Céline Arnauld s'est débarrassée des tendresses romantiques. Mme Desborde Valmore fut, elle aussi, un poète maudit. La poésie d'aujourd'hui demande à ses adeptes un cœur nouveau, le cœur “trempé à la chaux”.
Avec un esprit éminemment féminin, Céline Arnauld se plaît à conter des histoires enfantines, l'histoire de l'ours qui attrape des guêpes avec sa patte, celle de l'esthète qui d'un seul coup renverse une locomotive dans le fossé. Elle s'abandonne entièrement au mouvement d'expansion que lui procure sa conscience. Elle aime la campagne, sa faune et sa flore. Les claires voies des chemins s'ouvrent sur le mystère familier des choses. Elle préfère l'inoffensif orvet des champs à l'aspic de Cléopâtre et quand elle ferme les yeux elle conserve au fond d'elle-même une riante vision du monde. Comme le témoigne la petite pièce “Paupières” toute pénétrée d'une tendre ironie:
La margelle ouvre sa fenêtre
aux moissonneurs du ciel
et les guinguettes tendent l'oreille
à la musique des branches ensoleillées.
Par le chemin que le soleil défend
sans pensées ni regrets
le printemps entre en sifflant
dans le parc parasol
où les enfants sous le poids des sabots
étouffent le chuchotement des routes.
Le lilas s'ouvre et raconte sa peine à tous les passants
La fille du notaire a mis son chapeau rose
et la lune en bonnet descend vers la vallée
Alors les chicorées ont éclaté de rire
et toutes les banques ont fermé leur crédit à l'amour
Mais le puits s'est enivré de ruisseaux passions
Et la margelle s'est close sur tant de souvenirs
La poésie de Céline Arnauld s'échappe dans tous les sens et décèle un perpétuel besoin de mouvement. Elle dira:
Les étoiles changent de place à chaque regard
Il résulte aussi de cette poésie une souveraine impression de blancheur. Tout y est blanc comme l'aube, blanc comme l'archet et dans “Point de Mire” Céline Arnauld dira:
Là-bas, les tombes s'ouvrent comme des lys.

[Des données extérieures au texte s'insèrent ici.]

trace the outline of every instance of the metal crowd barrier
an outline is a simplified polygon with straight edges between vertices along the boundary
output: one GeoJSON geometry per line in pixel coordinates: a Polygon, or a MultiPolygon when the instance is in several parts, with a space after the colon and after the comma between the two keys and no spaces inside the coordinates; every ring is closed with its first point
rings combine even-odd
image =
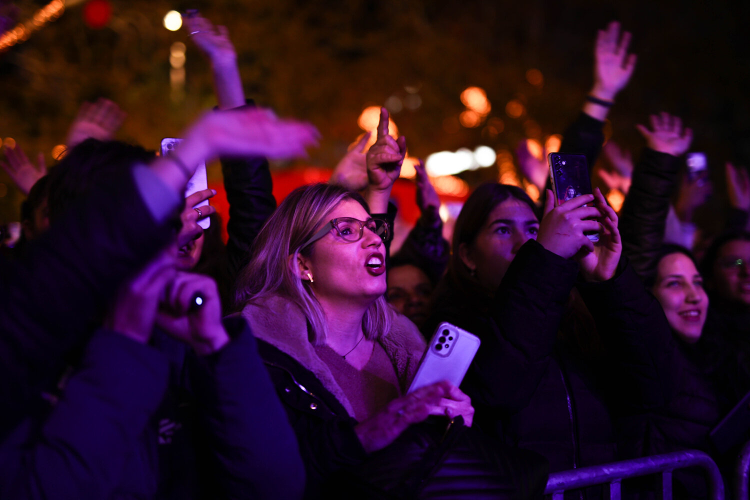
{"type": "MultiPolygon", "coordinates": [[[[750,448],[745,447],[746,460],[745,466],[750,465],[750,448]]],[[[623,479],[645,476],[650,474],[662,475],[662,491],[663,500],[672,500],[672,472],[686,467],[701,467],[708,478],[709,499],[724,500],[724,481],[718,472],[718,467],[711,457],[702,451],[688,450],[652,455],[632,460],[624,460],[614,463],[605,463],[592,467],[582,467],[571,471],[554,472],[547,481],[545,495],[552,495],[552,500],[562,500],[566,490],[578,490],[590,486],[603,484],[604,498],[620,500],[621,483],[623,479]],[[609,493],[609,496],[606,493],[609,493]]],[[[748,468],[745,468],[745,478],[748,468]]],[[[747,499],[747,481],[745,481],[745,497],[737,497],[737,500],[747,499]]]]}
{"type": "Polygon", "coordinates": [[[737,458],[737,466],[735,468],[734,474],[735,500],[748,500],[748,472],[750,472],[750,441],[745,443],[737,458]]]}

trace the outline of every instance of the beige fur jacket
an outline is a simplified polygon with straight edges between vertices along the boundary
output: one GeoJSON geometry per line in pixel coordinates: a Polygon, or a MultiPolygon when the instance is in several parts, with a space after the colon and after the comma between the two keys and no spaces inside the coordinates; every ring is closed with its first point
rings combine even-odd
{"type": "MultiPolygon", "coordinates": [[[[257,338],[289,355],[311,371],[318,380],[354,417],[354,410],[328,366],[315,352],[308,340],[308,322],[302,310],[280,296],[271,297],[242,310],[257,338]]],[[[394,311],[391,331],[380,340],[393,363],[402,393],[414,378],[425,343],[417,327],[406,316],[394,311]]]]}

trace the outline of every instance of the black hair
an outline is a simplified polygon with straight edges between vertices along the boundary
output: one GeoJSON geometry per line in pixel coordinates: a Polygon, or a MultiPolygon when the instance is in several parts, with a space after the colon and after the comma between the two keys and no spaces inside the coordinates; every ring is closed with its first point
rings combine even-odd
{"type": "Polygon", "coordinates": [[[50,174],[50,221],[70,203],[106,184],[112,174],[137,163],[150,163],[153,151],[118,141],[87,139],[68,152],[50,174]]]}

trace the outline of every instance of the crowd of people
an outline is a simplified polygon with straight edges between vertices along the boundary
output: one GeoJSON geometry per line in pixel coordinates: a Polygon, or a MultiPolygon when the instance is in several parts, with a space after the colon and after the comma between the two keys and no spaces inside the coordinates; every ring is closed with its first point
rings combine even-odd
{"type": "MultiPolygon", "coordinates": [[[[388,111],[373,145],[277,206],[268,160],[304,155],[318,131],[246,100],[226,28],[184,23],[218,106],[171,155],[112,140],[125,117],[106,100],[82,107],[49,172],[5,148],[28,196],[0,261],[0,498],[530,499],[550,472],[686,449],[730,479],[750,424],[711,433],[750,391],[747,169],[728,163],[725,226],[698,232],[708,183],[684,172],[692,131],[662,113],[638,127],[637,164],[604,147],[619,214],[598,189],[556,200],[546,163],[519,155],[540,205],[483,184],[448,242],[420,162],[421,216],[392,252],[406,145],[388,111]],[[216,158],[226,244],[214,208],[196,208],[215,192],[184,196],[216,158]],[[410,392],[442,322],[481,347],[460,387],[410,392]]],[[[616,22],[598,32],[563,134],[591,166],[629,40],[616,22]]],[[[705,498],[699,472],[674,481],[676,498],[705,498]]]]}

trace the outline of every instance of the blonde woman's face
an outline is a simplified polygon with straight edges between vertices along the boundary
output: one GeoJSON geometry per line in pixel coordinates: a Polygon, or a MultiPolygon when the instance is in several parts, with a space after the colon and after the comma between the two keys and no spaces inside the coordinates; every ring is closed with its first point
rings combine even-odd
{"type": "MultiPolygon", "coordinates": [[[[346,199],[322,222],[345,217],[364,222],[370,214],[357,202],[346,199]]],[[[332,229],[313,244],[312,254],[304,260],[319,299],[366,303],[386,292],[385,247],[380,237],[367,228],[358,241],[347,241],[332,229]]]]}

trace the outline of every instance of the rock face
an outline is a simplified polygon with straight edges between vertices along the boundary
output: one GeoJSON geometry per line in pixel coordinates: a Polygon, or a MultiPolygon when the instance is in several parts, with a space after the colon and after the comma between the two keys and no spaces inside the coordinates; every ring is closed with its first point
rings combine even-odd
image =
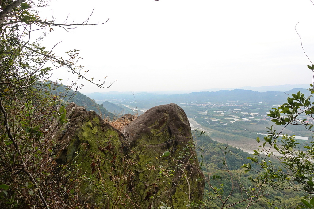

Si les hommes cherchent le rameau d'or, les femmes lui préfère le miroir d'argent. Céline Arnauld poursuit une poésie modeste mais exempte de médiocrité. Sous toute sa douceur passe, par instant, un sentiment de profonde humanité:
Surtout ne regarde pas avec indifférence
Les morts te trahiront
Ce sont eux les loyaux les rêveurs d'opium
La transparence de notre esprit
Qui ne supporte pas le tombeau
Ni le suicide du cœur...
Mais les bras qui se tendent
Possession immense de ce moi d'amour
De verve intérieure et d'incompréhension
L'âme flotte au bord du mystère. La poésie est une arme élégante braquée sur l'inaccessible point de mire qui se dérobe dans le vent, dans l'eau, dans la flamme. Et l'on a moins de chance de toucher ce point mouvant par toute l'attention de l'esprit que par la charité du cœur.
Céline Arnauld est une Shéhérazade qui invente des chansons pour ceux qui comme elle ont besoin d'apaiser leurs colères, leurs regrets. Ella a quitté délibérément la voie traditionnelle et conduit sur une colline ensoleillée la meute joyeuse des images.